ABWAK is committed to continually raising standards of wild animal management through the annual symposia, regional workshops, Ratel and other publications. This page does not profess to be comprehensive guide to the management of wild animal species in captivity. This is rather a broad philosophy that should underpin wild animal management practices.
In recent years, wider animal welfare legislation and practice has been largely informed by the so called ‘five freedoms’ in the United Kingdom. Wild animal management is no exception.
1. Freedom from Hunger and Thirst – animals must have permanent access to fresh drinking water and diet formulation should reflect the macro and micro nutrient requirements of a given species.
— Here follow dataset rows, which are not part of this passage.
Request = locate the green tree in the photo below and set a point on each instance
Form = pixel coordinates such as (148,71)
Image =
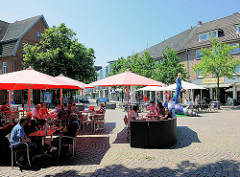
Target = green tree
(218,61)
(118,67)
(168,68)
(59,52)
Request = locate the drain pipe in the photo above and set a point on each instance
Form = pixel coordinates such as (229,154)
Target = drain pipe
(188,64)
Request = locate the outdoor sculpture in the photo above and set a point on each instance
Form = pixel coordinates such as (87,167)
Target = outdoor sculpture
(179,109)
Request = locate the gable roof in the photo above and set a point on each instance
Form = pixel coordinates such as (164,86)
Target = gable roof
(18,28)
(3,28)
(11,34)
(189,39)
(226,25)
(177,42)
(7,48)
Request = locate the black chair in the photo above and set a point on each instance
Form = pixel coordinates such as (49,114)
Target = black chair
(14,152)
(70,141)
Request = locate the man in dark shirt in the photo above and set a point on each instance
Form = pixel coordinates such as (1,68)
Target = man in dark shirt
(69,131)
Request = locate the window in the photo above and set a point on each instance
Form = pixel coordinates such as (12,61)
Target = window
(37,34)
(238,29)
(13,64)
(199,73)
(23,46)
(4,67)
(236,50)
(237,70)
(206,36)
(198,54)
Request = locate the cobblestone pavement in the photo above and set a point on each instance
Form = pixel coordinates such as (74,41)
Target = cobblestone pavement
(206,146)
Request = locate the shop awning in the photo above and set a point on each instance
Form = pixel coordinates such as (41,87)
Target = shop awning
(215,85)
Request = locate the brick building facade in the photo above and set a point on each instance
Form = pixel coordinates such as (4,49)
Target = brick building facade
(13,36)
(188,45)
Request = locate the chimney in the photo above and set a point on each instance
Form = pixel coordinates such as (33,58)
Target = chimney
(199,23)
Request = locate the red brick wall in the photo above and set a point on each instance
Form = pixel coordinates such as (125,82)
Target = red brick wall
(29,38)
(193,61)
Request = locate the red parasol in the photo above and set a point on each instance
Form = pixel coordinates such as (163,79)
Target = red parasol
(125,79)
(31,79)
(63,78)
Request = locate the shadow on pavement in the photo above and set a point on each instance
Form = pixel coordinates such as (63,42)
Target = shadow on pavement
(90,151)
(122,137)
(185,168)
(108,127)
(185,137)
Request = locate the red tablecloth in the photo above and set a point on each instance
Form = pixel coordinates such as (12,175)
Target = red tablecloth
(43,133)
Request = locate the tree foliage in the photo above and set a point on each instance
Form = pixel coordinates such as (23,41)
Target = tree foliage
(142,65)
(168,68)
(218,61)
(59,52)
(164,71)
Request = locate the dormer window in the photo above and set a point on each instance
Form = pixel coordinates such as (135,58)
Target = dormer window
(37,34)
(206,36)
(23,46)
(238,29)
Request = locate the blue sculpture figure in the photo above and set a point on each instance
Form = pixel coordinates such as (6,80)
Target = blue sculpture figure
(178,88)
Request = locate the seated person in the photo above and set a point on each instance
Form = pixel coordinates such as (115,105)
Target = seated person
(160,109)
(152,108)
(18,135)
(74,109)
(57,109)
(43,110)
(190,104)
(37,116)
(133,114)
(61,111)
(5,107)
(102,108)
(69,131)
(31,126)
(69,111)
(167,114)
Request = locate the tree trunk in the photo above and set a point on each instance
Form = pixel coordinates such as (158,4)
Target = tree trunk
(218,93)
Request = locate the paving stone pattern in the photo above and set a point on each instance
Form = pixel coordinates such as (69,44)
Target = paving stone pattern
(206,146)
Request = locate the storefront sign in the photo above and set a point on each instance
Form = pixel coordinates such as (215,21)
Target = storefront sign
(213,81)
(47,97)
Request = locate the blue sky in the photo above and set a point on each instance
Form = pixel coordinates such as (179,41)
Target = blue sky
(115,28)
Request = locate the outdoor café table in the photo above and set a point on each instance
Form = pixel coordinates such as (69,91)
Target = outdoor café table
(152,116)
(50,117)
(95,117)
(43,134)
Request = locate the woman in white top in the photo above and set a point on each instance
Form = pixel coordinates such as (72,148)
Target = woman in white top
(133,114)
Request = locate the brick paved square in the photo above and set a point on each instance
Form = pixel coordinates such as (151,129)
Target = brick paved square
(206,146)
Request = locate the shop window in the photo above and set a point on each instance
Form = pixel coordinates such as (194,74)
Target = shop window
(23,46)
(237,70)
(37,34)
(4,67)
(238,29)
(198,54)
(206,36)
(199,73)
(236,50)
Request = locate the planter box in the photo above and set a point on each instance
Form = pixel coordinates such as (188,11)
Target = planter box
(153,134)
(110,105)
(80,107)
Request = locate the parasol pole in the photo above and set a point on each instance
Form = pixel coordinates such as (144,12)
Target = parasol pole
(128,100)
(9,98)
(29,98)
(60,96)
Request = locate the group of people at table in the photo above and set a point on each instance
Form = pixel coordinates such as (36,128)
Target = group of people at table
(155,112)
(25,130)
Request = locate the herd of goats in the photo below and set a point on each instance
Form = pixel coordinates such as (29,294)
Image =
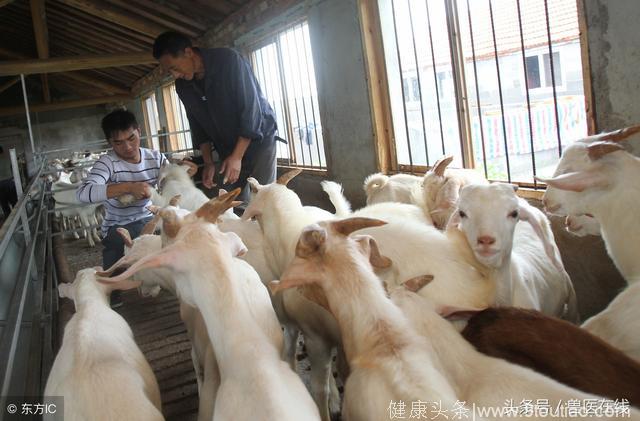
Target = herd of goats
(445,297)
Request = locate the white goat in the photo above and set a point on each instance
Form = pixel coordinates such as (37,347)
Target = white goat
(152,281)
(488,382)
(596,179)
(239,319)
(525,257)
(618,324)
(388,361)
(396,188)
(99,369)
(441,187)
(65,196)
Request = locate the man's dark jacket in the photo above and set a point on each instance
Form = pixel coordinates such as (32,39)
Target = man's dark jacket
(231,104)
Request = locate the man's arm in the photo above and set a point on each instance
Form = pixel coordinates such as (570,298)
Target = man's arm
(97,188)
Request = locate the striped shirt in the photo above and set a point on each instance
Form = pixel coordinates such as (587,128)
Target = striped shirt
(112,169)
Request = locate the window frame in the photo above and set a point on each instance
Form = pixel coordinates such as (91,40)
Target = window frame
(261,42)
(384,132)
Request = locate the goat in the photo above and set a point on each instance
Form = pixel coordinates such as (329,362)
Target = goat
(387,359)
(99,369)
(238,315)
(594,178)
(556,349)
(525,257)
(441,187)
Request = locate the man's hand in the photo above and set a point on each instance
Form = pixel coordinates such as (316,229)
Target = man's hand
(140,190)
(208,172)
(231,169)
Moreover, food should be presented to animals in a manner likely to stimulate natural foraging behaviour.
2. Freedom from Discomfort – animals must be provided with a captive environment that has species appropriate opportunities for resting, shelter and generally be protected from environmental conditions likely to cause distress.
3. Freedom from Pain, Injury or Disease – every effort should be made to prevent animals contracting diseases and becoming injured. Should an animal require medical attention, this must be administered promptly by a suitably qualified person.
4. Freedom to Express Normal Behaviour – animals should be kept in conditions likely to encourage behaviours observed in wild conspecifics. Activity budgets of captives should, to some extent, mirror those recorded in the wild. Use of modern enrichment techniques, good enclosure design and appropriate same or other species social grouping can all significantly improve the quality of life of animals.
5. Freedom from Fear and Distress – keepers must effectively monitor their charges for any indicators of stress. Management practices must minimise or preferably eliminate any sources of fear and distress. Many species of wild animals greatly benefit from a safe refuge / house / nestbox that should be disturbed as little as possible.
Wild animal management is a marriage between science and experience, skills and knowledge, some view it as an art akin to the ‘green fingers’ of the gardener others have a more empirical approach. One thing is certain however, captive wild animals deserve the best standards of care it is practical to deliver.